Balfour Deklarasyonu ile temelleri atılan İsrail devletinin terör ve tedhiş eylemleri çok ciddi insani krizlere neden olmuştur. Teşekkül safhasında Yahudi terör örgütleri ile başlayan söz konusu tedhiş politikası 1948 yılında İsrail devletinin kurulması sonrasında kurumsal ve sistematik bir hal almıştır. 7 Ekim sonrasında başlayan ve farklı gerekçeler üzerinden meşrulaştırılmaya çalışılan bu şiddet sarmalının on yıllara sari bir politika olduğu ortada. Fakat bugünkü temel farklılık bütün bu şiddet sarmalına rağmen Batının İsrail’e yönelik koşulsuz desteğinin neden ve hangi gerekçelerle sürdürüldüğü.

7 Ekim’den bu güne kadar ABD, İngiltere ve Almanya gibi ülkelerin desteği ile hiçbir sınır tanımayan İsrail’in nerede ve nasıl durdurulacağı ile ilgili tartışmalar sürmekte. Gazze gündemiyle toplanan İslam İşbirliği Teşkilatı ve Arap Ligi Zirvesi’nde petrol kullanımı, hava sahasının kapatılması ve diplomatik ilişkilerin dondurulması gibi önerilerin BAE ve Suudi Arabistan tarafından reddedilmesi, teşkilata yönelik beklentilerin karşılıksız kalmasına neden olmuştur. Diğer yandan da ateşkes önerilerinin BM Güvenlik Konseyi’nde Batılı devletlerin vetolarıyla engellenmesi, sorunun çözümü adına önem atfedilen kurumların işlevsiz hale geldiğini göstermektedir. İrlanda, İskoçya ve İspanya gibi devletleri paranteze aldığımızda Batılı devletlerin bütün unsurlarıyla soykırıma destek verdikleri açıkça görülmektedir.

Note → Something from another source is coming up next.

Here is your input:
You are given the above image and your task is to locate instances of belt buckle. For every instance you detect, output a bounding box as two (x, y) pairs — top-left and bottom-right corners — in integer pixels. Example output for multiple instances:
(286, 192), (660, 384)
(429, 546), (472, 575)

ÇÖZÜM İÇİN ALTERNATİF KANALLAR
Diplomatik kanalların işlevsiz kaldığı bu günlerde, İsrail’in uyguladığı sistematik şiddet ve soykırımı mahkum edebilecek iki temel enstrüman karşımıza çıkmaktadır. Birincisi, özellikle Batı’da devlet aklının karşısında konumlanan ve ciddi bir eleştirel kamuoyu yaratan protestolar ve bu durumun karar alıcılar üzerinde oluşturduğu baskı. Nitekim son günlerde oluşan baskı sonucunda, sorunun çözülmesine yönelik söylemler dile getirilmekte. İkinci enstrüman ise özellikle sivil inisiyatifler ve STK’lar aracılığıyla oluşan boykotun küreselleşmesi sonucunda bazı adımların atılması. Öyle ki
boykot listesinde yer alan bazı şirketler, tepkiler sonucunda tutumunu gözden geçirmiş, kimi kurumlar da Filistin’e mali destek gibi seçenekleri gündeme getirmişlerdir
. Her iki enstrüman da İsrail ve destekçisi küresel güçler açısından en caydırıcı unsurlar olarak karşımıza çıkmaktadır. Bu nedenle, söz konusu çabaların daha geniş kitleler tarafından sahiplenilmesi ve İsrail ile destekçisi devletlere yönelik eleştirilerin sürdürülmesi sorunun çözümü anlamında oldukça önemlidir.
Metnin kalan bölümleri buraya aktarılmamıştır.